The assassination of Martin Luther King Jr. is a wound in the soul of the American people, that since 1968 has cried out for healing. 

In 2024, we are urgently striving to recover the legacy of Martin Luther King Jr. and the Civil Rights Movement. It is this journey, bravely led by the Black proletariat half a century ago that contains the key to our salvation today, and answers the cry for peace that sounds across the world in our moment of genocide and war. To know ourselves as a people, and to give ourselves faithfully to the world—we must know King, and have the clarity and courage to live by this knowledge. 

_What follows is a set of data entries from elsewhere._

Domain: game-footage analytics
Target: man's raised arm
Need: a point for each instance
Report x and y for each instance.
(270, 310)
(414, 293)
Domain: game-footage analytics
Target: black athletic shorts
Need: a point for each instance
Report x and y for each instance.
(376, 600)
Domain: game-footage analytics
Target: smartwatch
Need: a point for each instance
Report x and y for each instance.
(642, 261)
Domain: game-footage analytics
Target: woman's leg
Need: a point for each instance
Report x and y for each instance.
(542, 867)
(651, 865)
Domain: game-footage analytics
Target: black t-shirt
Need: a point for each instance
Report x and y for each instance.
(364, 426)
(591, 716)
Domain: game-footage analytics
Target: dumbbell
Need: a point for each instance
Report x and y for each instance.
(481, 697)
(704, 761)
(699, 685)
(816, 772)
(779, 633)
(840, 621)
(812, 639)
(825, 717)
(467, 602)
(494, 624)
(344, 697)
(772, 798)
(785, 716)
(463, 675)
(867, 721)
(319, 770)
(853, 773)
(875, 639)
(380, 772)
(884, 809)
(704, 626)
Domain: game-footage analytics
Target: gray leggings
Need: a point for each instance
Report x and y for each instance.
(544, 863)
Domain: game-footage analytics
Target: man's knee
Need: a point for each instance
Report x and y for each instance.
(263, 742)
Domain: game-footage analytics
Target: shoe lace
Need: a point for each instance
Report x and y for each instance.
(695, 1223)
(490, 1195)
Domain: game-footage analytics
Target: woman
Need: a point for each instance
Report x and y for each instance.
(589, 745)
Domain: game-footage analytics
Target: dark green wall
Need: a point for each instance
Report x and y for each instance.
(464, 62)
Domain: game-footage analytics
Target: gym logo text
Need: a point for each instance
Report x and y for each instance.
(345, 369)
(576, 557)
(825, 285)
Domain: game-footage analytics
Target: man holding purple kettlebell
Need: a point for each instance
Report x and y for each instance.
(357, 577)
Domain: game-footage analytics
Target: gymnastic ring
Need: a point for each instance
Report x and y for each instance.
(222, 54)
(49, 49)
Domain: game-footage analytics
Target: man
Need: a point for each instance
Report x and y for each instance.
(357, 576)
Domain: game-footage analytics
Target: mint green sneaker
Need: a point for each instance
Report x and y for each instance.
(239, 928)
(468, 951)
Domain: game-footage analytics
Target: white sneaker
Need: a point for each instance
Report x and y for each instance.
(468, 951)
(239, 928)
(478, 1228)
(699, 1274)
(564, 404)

Martin was an ordinary man whose moral collision with the forces of time and history led him to become a martyr and a hero. He articulated the basis on which the true America could be located, and then achieved. The Movement was a mature expression of political strategy that is the blueprint for any serious transformation of American life today, for it placed the imperative of the love ethic at its center. 

Love was the Movement’s witness, and it is love which produces the greatest evidence of a new America. In a cracked society where poverty, war, and racism abound, love is the weapon which carries us as far as we need to go, to make us a free people. Love—its complexity, selflessness, and loyalty to the human—becomes revolutionary in the American context. It is the fiercest challenge to the deepest contradiction in American life: that we are a “democratic country,” even while we degrade and destroy the lives of generations. Our immaturity has borne the greatest cost upon humanity the world has seen. 

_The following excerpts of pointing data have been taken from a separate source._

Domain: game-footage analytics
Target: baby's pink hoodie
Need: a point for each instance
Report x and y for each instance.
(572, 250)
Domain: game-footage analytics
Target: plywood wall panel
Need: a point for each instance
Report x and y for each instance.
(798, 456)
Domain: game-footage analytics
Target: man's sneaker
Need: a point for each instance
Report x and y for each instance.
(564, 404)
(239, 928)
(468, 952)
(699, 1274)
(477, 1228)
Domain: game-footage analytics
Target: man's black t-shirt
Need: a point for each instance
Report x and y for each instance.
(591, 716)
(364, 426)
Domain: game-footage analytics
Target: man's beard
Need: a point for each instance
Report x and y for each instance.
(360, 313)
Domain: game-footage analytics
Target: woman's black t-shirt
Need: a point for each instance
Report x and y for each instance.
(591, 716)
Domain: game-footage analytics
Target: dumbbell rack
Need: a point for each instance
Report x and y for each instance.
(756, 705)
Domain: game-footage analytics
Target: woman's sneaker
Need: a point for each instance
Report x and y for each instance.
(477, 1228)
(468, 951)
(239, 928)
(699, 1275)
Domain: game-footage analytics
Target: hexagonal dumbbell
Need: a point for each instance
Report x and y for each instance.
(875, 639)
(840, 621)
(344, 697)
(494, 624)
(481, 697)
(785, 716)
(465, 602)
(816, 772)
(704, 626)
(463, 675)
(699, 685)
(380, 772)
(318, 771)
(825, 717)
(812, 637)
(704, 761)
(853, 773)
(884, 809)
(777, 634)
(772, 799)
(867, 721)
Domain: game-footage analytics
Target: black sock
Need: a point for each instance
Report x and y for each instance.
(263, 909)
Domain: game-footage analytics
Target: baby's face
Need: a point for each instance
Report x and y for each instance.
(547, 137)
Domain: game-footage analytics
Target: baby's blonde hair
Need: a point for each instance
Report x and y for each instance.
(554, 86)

Here, a people need redemption most profoundly. We are people who are still encountering one another and grappling with our place in time and history. We have everything to learn from one another, and the world. 

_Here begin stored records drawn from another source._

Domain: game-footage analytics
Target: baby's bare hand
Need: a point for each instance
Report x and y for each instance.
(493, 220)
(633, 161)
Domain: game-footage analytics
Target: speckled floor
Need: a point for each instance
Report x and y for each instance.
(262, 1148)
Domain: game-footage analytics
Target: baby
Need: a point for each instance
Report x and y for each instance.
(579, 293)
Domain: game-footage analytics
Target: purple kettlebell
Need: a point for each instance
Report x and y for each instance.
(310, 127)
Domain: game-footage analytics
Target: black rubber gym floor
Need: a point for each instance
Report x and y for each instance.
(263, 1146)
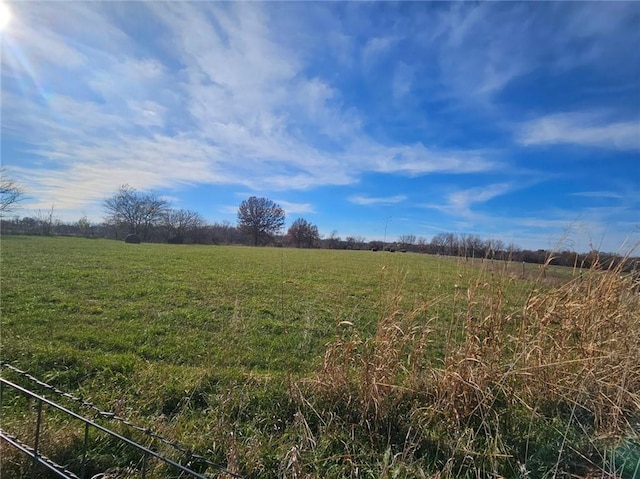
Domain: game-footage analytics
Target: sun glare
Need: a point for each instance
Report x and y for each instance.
(5, 15)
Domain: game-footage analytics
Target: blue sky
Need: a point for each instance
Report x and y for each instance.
(516, 121)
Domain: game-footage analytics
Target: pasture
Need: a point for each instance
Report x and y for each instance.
(321, 363)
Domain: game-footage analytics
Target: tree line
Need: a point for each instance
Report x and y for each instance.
(260, 221)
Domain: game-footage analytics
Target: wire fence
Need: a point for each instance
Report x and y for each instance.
(187, 455)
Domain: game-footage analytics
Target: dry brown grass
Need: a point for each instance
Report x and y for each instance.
(566, 368)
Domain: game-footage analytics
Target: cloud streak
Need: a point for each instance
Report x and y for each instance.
(586, 129)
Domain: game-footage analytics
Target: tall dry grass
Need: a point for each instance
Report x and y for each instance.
(552, 390)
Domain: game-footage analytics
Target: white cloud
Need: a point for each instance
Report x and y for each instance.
(295, 208)
(368, 200)
(581, 128)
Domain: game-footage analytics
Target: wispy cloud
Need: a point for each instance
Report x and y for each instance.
(581, 128)
(598, 194)
(369, 200)
(295, 208)
(459, 203)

The Civil Rights Movement forged human beings made of “the hard kind of courage,” as James Baldwin described it. The men, women, students, and children of the Movement are of the same quality as the martyrs whose unbreakable light shines above an ashen land in Gaza today. The Palestinian people, who have demanded the highest moral qualities from themselves, are our mirrors today; they show us who we must become. The words of Refaat Alareer are imprinted on us, “If I must die, you must live to tell my story.” 

King died so we could live, so that we could act. We are bound to him, and he lives because he is inseparable from the essence of who we are, the American people. 

Martin Luther King Jr. is indispensably the father of the new America which yearns to be made real. In Philadelphia, he beats in the hearts, the values; is heard in the language and songs of all people—if one knows how to see, and to listen—and especially Black folk. We dedicate the second issue of Avant-Garde: A Journal of Peace, Democracy, and Science to Martin Luther King Jr. and the Civil Rights Movement. In Philadelphia, we have declared 2024 The Year of James Baldwin. This year of organized activity and a citywide literacy campaign, a year of ideas and love in action—is our striving to create a modern extension of the Civil Rights Movement. James, the movement’s prophetic witness and God’s Revolutionary Voice, heeded Martin’s call for revolutionary times, which we may soon find ourselves in again. From our nation’s greatest freedom movement, we take sustenance for the great journey ahead.